Consider the equation $u_{xx}+2u_{xy}+u_{yy}=0.$ Write the equation in the coordinates $s=x, \ t =x-y$ and find the general solution of the equation.
So we have that $x=s$ and $y=s-t$ then assume that $u$ is a solution of the pde and thus have $v(s,t)=u(s,s-t)$. But a hint gives that $v_s=u_x+u_y$ and $v_{ss}=u_{xx}+u_{xy}+u_{yx}+u_{yy},$ how was that obtained?
For any function $z(x,y)$, the chain rule gives $$\frac{\partial z}{\partial s}=z_xx_s+z_yy_s=z_x+z_y\ .\tag{$*$}$$ Applying this to $z=u$ gives $$\frac{\partial u}{\partial s}=u_x+u_y\ ,$$ and so $$\frac{\partial^2u}{\partial s^2} =\frac{\partial u_x}{\partial s}+\frac{\partial u_y}{\partial s}\ .\tag{$*\!*$}$$ But now applying $(*)$ to $u_x$ and $u_y$ gives $$\frac{\partial u_x}{\partial s}=u_{xx}+u_{xy}\ ,\quad \frac{\partial u_y}{\partial s}=u_{yx}+u_{yy}\ ;$$ substituting back into $(**)$ gives $$u_{ss}=u_{xx}+2u_{xy}+u_{yy}\ ,$$ assuming that $u_{yx}=u_{xy}$.
Writing this in terms of a different function $v$ is probably, strictly speaking, correct. But IMHO it is really just confusing, and I prefer to think of it as the same quantity, just written in terms of different variables.
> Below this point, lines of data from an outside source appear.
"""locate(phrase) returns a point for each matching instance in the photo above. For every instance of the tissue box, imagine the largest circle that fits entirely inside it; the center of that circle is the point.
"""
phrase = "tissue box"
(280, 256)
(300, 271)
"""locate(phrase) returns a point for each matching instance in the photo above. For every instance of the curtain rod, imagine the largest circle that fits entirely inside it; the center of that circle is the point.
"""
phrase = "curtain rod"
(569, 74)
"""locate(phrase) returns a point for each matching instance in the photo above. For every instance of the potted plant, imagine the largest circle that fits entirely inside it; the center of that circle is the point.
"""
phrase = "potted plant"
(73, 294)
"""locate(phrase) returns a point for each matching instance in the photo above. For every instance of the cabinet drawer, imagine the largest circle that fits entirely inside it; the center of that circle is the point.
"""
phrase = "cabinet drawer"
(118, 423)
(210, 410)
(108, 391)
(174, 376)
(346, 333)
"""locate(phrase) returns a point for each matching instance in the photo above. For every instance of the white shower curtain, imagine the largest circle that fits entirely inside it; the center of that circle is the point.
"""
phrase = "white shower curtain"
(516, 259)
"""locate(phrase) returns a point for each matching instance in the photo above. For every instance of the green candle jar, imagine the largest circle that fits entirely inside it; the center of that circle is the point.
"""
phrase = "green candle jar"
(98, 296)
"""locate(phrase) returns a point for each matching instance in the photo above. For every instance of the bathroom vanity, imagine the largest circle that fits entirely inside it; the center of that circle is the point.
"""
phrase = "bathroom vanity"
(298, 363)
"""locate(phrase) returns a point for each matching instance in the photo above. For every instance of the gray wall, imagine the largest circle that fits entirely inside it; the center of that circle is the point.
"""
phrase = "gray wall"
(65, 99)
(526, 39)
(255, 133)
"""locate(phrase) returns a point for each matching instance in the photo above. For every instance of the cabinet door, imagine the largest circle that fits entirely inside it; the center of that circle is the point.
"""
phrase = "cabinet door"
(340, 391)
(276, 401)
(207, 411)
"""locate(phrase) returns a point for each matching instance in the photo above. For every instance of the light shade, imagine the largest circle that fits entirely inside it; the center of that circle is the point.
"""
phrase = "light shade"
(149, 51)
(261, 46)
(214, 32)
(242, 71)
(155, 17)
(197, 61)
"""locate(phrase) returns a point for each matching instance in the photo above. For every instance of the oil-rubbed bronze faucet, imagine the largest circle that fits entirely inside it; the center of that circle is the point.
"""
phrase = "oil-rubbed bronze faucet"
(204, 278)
By way of comparison, think of writing the circumference of a circle as $$C=2\pi r=u(r)\ ,\quad C=\pi d=v(d)\ .$$ These are two different functions, but surely the easy way to think of it is that it is the same quantity written in terms of different variables.